From FedEx and Amgen to Microsoft, Salesforce and Square, 50% of today’s Fortune 500 were founded in times of economic stress over the last 100 years. Indeed, Fortune Magazine was launched just 90 days after the 1929 Wall Street Crash when fortunes were being lost not made. The notion that many of the world’s best companies were either founded or really took off during times of economic stress is inspiring. It’s easy to think that the best path is to lie low and slash burn and conserve runway until the economy picks back up again. But that’s what everyone else out there is trying to do;  simply tread water and survive until market conditions become more favorable. These risk-averse behaviors stem from a fear-based survival mindset. It’s a mindset and approach that history shows will not carry you far relative to smarter, better-financed and better-positioned competition.  

The moment for reset

The best companies in the world are leveraging this moment to reset their foundation. They are applying the strategic skill of ‘seeing around corners’ to determine what their big opportunity is through this downturn – and then aligning leaders and mobilizing to deliver targeted outcomes in a focused and disciplined way. We’ve been working with three such organizations at different stages of maturity as they have made weighty decisions to pivot their strategy and operations towards those areas they can have the biggest impact now. These hard choices may seem to channel risk, but upon closer examination are calculated moves designed to shore up the path to success in the long run. 
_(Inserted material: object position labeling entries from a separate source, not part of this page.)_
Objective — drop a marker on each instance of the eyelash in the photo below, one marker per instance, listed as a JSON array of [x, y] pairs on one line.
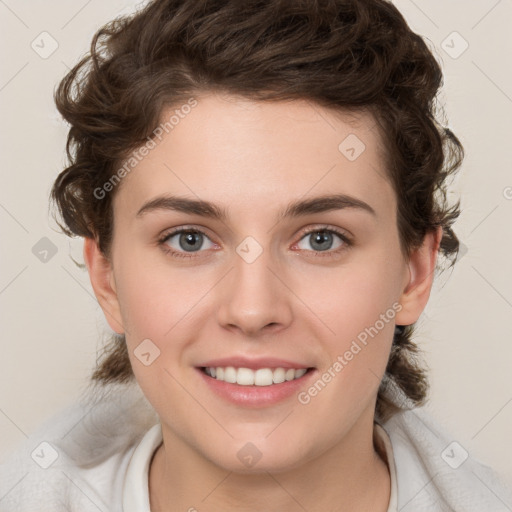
[[323, 229]]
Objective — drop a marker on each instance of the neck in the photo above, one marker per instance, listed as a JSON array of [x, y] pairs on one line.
[[351, 476]]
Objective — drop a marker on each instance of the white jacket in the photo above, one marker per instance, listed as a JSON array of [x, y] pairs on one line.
[[94, 456]]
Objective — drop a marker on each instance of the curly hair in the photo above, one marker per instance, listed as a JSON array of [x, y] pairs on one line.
[[347, 55]]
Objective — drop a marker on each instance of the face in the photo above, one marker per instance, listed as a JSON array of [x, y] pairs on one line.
[[292, 268]]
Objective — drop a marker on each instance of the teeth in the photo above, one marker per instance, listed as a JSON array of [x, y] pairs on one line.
[[260, 377]]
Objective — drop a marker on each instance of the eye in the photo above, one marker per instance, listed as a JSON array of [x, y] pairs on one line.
[[323, 240], [185, 240]]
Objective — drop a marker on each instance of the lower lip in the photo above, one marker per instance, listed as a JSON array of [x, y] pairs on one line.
[[256, 396]]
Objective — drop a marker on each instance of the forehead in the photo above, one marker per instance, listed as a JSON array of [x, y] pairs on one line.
[[244, 154]]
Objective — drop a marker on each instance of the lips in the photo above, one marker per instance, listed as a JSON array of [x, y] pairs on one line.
[[249, 377], [257, 382]]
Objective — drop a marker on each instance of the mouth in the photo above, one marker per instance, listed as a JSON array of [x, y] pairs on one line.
[[254, 377]]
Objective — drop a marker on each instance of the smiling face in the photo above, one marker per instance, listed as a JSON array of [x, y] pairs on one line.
[[294, 257]]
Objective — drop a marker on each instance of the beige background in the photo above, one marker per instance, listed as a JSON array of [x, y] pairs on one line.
[[52, 325]]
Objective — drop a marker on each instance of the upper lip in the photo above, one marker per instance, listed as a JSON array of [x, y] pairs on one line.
[[253, 363]]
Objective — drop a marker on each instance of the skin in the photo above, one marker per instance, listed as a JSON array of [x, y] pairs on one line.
[[294, 302]]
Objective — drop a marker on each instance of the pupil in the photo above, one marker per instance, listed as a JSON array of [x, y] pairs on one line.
[[193, 239], [321, 240]]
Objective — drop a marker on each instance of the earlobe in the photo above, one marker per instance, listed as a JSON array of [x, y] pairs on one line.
[[103, 283], [421, 269]]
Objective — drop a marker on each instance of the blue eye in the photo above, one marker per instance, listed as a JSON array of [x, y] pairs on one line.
[[191, 242], [185, 241], [322, 240]]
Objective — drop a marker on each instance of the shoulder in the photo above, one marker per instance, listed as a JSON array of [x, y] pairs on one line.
[[77, 459], [437, 473]]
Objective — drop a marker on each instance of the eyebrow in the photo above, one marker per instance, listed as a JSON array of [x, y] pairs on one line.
[[295, 209]]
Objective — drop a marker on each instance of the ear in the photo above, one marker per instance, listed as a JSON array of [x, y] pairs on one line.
[[102, 280], [417, 289]]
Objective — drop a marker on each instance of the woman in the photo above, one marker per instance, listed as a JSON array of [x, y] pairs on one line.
[[261, 187]]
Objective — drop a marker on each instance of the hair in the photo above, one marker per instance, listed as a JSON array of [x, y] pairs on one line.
[[346, 55]]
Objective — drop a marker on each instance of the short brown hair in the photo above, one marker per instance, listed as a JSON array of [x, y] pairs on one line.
[[347, 55]]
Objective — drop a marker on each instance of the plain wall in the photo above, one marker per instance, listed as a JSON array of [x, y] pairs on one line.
[[52, 324]]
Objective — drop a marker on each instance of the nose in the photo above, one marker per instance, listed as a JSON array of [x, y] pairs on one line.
[[253, 299]]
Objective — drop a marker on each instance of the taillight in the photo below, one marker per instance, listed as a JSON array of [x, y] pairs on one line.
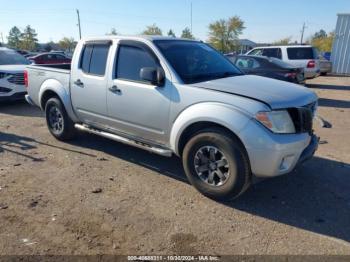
[[26, 78], [311, 64], [291, 75]]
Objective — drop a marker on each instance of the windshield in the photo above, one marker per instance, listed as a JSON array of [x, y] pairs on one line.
[[9, 57], [196, 62]]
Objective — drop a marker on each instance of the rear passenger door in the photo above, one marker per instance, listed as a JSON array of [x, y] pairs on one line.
[[138, 108], [89, 83]]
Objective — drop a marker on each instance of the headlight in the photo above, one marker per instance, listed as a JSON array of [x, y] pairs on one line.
[[277, 121], [3, 75]]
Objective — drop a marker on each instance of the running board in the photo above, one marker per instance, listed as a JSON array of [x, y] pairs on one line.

1. The early stage start-up: Creating a bridge to sustainable growth

This fintech company was banking on a major round of fundraising to fuel growth, but is changing tack as access to capital is shut down for the foreseeable future. Instead of continuing to serve multiple customer segments in a scattershot way, they are retrenching Go To Market efforts to focus on the one segment they can serve the best and most profitably right now. This will buy them the time they need to build out the remainder of their product suite and scale up operations to move aggressively up-market in a sustainable way. This has required saying ‘no’ to bigger customers whom they can’t serve well at the moment while at the same time taking on fairly significant operational risks to cut internal costs and shift to an offshore development model.  If successful, they will benefit from dramatically expanding their engineering capacity, but first will have to manage the looming tech and cultural risks associated with this new plan.   

2. The late stage start-up: Creating an entirely new market amid uncertainty

This market-making organization is working to commercialize brand-new technology.  After making the tough decision to cut 20% of costs, they are going all in on a single, complex company-wide strategic initiative that, if successful, will demonstrate tangible proof points and value creation at scale.  This will generate the momentum they need to take off when (not if) the market bounces back. When you step back to consider their position, it feels less risky to proceed with this strategy than to continue spreading resources thinly across multiple different commercial bets hoping that one of them might take hold and gain traction. There’s also a higher chance of winning when every team member across the company is focused on the same outcome.

3. The mature, established category leader: Taking on organizational inertia 

Although this company has enjoyed stable revenue and profitability, growth has slowed considerably in the last several years and they’re not acquiring new customers at nearly the same rate they were used to in the past. They are in the unenviable position of having to disrupt themselves. They will do so through two doorways: 1) brand new product innovation by deepening understanding of and finding novel ways to meet consumers’ changing needs during these uncertain times and 2) brand storytelling investments: shaping and communicating their brand promise in a clear, compelling and accessible way  Allowing someone else to step in and tell their story for them has been a consistent problem, as generally, these lurking stories cast this company in a negative light in attempts to bring down the market leader.  Taking destiny back into their hands has meant owning their narrative and being unabashed about what they stand for in this world, while continuing to discover new ways to serve and delight customers.

You can’t cut your way to greatness

Reducing unnecessary costs and becoming more efficient operationally are table stakes. That should be happening anyway. At the same time, this behavior on its own can be taken too far.  Organizations that slash and burn, desperately trying to get themselves out of extreme debt by cutting as many heads as they possibly can without a clear sense of how to ‘win’ hearts and minds of customers, partners and employees amounts to a fruitless strategy.  What will be left of those organizations in the end? The opportunity of a downturn is the moment to reset: sometimes this can feel like a hard reboot, yet leaders operating with a more nuanced understanding of where the present and future strengths of the organization lie will have the clarity to see how to leverage their existing assets most strategically – to catalyze innovation and transformation.